There was a big gathering of people in Dillon, the last Saturday in July. We were gathered to say goodbye to a consummate outdoorsman, Chuck Robbins.
Chuck Robbins truly lived an outdoors life, as an angler, upland bird hunter, big game hunter, fishing guide and, to put it all together, a prolific outdoor writer, with several books to his credit along with (probably) countless newspaper and magazine stories.
Chuck was a Pennsylvania native, and he grew up in the outdoors, fishing and hunting, and then as a fly-fishing guide with a prestigious Pennsylvania lodge, with clients as varied as former President Jimmy Carter and former Vice President Dick Cheney, when Cheney was Secretary of Defense under George H.W. Bush. While Chuck guided a number of well-known people, I also recall a conversation with Chuck talking fondly about a trip he’d just taken with a couple Wounded Warrior veterans.
Somewhere along the way, he took up the craft of writing about the outdoors, and had a prolific career as writer. In fact I met Chuck, and his wife Gale, at an outdoor writers conference.
While Chuck was well-established in Pennsylvania, the lure of Montana finally proved irresistible, and less than 20 years ago, Chuck and Gale pulled up stakes and moved to Dillon, Montana.
One might think it would take time to gain expertise about the Rocky Mountain West, but Chuck did it quickly, putting out a book on fishing the northern Rockies, and then a Flyfisher’s Guide to Montana. His outdoors expertise wasn’t just hunting and fishing, as he also put out Birding Trails Montana, a guide to birding. Just this spring, Chuck released a new edition of Flyfisher’s Guide to Montana, and in May had a successful autograph party at The Bookstore in Dillon, launching the new edition of his book.
Chuck and Gale were a team in the outdoors, with Gale an accomplished photographer and editor as well as life companion.

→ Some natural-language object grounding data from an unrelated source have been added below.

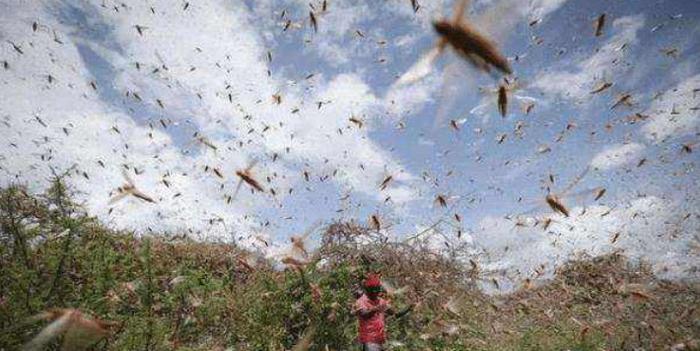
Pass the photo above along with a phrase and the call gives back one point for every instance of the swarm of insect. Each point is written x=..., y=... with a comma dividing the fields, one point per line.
x=129, y=189
x=246, y=176
x=79, y=330
x=475, y=47
x=555, y=201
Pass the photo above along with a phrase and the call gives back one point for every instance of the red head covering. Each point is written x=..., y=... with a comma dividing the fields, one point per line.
x=372, y=281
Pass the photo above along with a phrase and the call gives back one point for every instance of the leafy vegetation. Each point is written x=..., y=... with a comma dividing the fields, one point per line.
x=165, y=293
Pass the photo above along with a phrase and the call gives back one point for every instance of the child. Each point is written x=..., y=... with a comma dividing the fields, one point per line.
x=371, y=309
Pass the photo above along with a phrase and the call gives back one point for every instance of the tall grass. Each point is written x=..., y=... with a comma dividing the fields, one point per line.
x=170, y=294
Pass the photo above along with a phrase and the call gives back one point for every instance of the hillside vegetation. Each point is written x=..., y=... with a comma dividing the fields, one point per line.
x=163, y=293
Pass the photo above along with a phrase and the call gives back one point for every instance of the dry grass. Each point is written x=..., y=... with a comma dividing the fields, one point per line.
x=180, y=294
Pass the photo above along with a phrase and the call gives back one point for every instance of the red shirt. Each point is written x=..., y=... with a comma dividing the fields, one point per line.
x=371, y=329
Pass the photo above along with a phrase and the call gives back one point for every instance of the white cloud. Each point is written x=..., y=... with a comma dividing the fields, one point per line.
x=675, y=113
x=578, y=83
x=210, y=50
x=618, y=155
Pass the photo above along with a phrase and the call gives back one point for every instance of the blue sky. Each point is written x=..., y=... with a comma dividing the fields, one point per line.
x=208, y=66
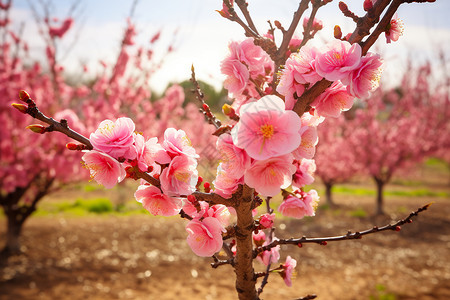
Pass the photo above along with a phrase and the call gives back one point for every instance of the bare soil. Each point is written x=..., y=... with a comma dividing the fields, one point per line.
x=144, y=257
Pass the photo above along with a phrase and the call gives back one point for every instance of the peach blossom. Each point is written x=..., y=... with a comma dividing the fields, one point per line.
x=115, y=138
x=288, y=270
x=180, y=177
x=103, y=168
x=266, y=129
x=205, y=237
x=299, y=207
x=224, y=184
x=395, y=29
x=340, y=58
x=333, y=101
x=268, y=176
x=157, y=203
x=177, y=143
x=266, y=220
x=304, y=174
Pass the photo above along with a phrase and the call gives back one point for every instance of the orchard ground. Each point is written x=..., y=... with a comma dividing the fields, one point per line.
x=88, y=243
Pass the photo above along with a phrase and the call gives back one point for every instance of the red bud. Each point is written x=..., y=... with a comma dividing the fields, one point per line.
x=343, y=7
x=72, y=146
x=337, y=32
x=24, y=96
x=207, y=187
x=367, y=5
x=20, y=107
x=36, y=128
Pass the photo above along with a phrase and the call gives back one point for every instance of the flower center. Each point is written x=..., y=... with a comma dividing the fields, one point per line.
x=267, y=131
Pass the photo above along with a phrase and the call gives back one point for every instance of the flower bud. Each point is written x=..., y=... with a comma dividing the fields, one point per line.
x=20, y=107
x=207, y=187
x=37, y=128
x=24, y=96
x=367, y=5
x=72, y=146
x=337, y=32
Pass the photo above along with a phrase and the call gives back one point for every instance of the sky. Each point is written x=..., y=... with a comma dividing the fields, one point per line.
x=203, y=35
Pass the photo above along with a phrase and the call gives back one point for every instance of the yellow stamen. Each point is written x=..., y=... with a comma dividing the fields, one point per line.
x=267, y=131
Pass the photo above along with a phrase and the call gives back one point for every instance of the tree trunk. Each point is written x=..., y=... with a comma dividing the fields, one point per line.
x=380, y=185
x=14, y=228
x=328, y=187
x=245, y=275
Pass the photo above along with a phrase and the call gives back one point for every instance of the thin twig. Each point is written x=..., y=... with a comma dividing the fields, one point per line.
x=349, y=236
x=200, y=97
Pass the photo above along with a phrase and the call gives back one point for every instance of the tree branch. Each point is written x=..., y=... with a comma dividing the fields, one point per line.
x=348, y=236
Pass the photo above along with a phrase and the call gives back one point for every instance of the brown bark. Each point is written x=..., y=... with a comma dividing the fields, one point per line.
x=245, y=275
x=328, y=187
x=380, y=186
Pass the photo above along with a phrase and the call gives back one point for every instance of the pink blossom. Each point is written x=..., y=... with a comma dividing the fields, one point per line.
x=266, y=129
x=103, y=168
x=299, y=207
x=205, y=237
x=234, y=160
x=224, y=184
x=72, y=120
x=237, y=76
x=220, y=212
x=177, y=143
x=192, y=211
x=224, y=12
x=366, y=78
x=316, y=25
x=254, y=57
x=307, y=147
x=61, y=30
x=115, y=138
x=304, y=174
x=259, y=238
x=340, y=59
x=288, y=270
x=298, y=71
x=157, y=203
x=394, y=29
x=148, y=153
x=333, y=100
x=269, y=256
x=268, y=176
x=266, y=220
x=180, y=177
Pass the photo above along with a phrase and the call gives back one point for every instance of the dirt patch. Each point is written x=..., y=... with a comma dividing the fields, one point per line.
x=143, y=257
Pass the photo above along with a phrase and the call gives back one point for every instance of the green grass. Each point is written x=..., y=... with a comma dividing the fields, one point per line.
x=423, y=192
x=358, y=213
x=83, y=207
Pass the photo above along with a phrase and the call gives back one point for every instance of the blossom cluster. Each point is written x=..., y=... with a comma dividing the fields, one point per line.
x=340, y=62
x=119, y=150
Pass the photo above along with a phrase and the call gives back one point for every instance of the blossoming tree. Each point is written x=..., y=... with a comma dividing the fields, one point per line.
x=264, y=147
x=396, y=131
x=28, y=175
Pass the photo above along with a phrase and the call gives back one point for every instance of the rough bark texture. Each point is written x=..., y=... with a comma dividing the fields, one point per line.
x=380, y=186
x=245, y=275
x=12, y=245
x=328, y=195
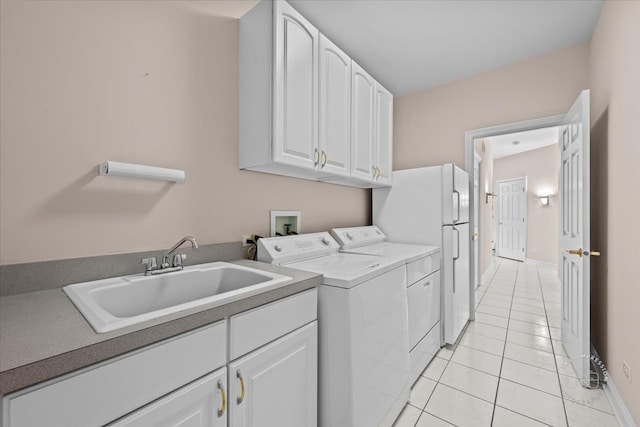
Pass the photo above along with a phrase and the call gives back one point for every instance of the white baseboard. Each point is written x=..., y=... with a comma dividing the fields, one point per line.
x=617, y=404
x=536, y=261
x=489, y=273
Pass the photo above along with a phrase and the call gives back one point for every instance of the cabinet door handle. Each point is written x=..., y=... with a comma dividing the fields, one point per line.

For several years, Chuck was the editor of a monthly newsletter for the membership of the Northwest Outdoor Writers Association (NOWA), and in recognition for this and other journalistic achievements, the Association recognized Chuck with the organizations’ highest honor, the Enos Bradner Award, named after one of the Northwest’s greatest outdoor writers, and one of the founders of NOWA.
Sadly, Chuck died, suddenly and unexpectedly, doing what he loved, at the oars of his drift boat, going down the Big Hole River on June 12. His customers attempted to revive him with CPR, but without success. Chuck was 73.
At Chuck’s Celebration of Life, held appropriately at the Anderson & Platt Outfitters fly shop in Dillon, a number of friends and family spoke of their respect for Chuck. One person, a former client, said that Chuck knew every bird, every wildflower, and every animal along the river. His knowledge of nature was unsurpassed.
Another talked about Chuck and his love for his bird dogs, with his last dogs, Annie and Maggie, both German wirehair pointers, finding and retrieving his birds. Those dogs, incidentally, provided their own share of adventure to Chuck and Gale’s outings, with Annie surviving a rattlesnake bite while hunting, and Maggie falling into an abandoned mine shaft in the foothills near Dillon.
Chuck loved upland bird hunting and he had a special love for hunting, and eating, sage grouse. When winter came to Montana, Chuck and Gale often hooked up their trailer and headed for Arizona, where Chuck spent much of his time hunting quail in the Sonoran desert and mountains.
Chuck’s friends talked about Chuck’s love for our public lands and a recurring feature of Chuck’s Facebook and blog posts were about public lands and keeping those lands accessible and open to the public. He was a fierce advocate for public lands.
Through Chuck’s years of hunting and angling across much of the United States and several Canadian Provinces, and his skill as a writer, Chuck left his mark. Perhaps he wrote his own epitaph on his website, “Rantings and Ravings of an old man truly ruined by sport.”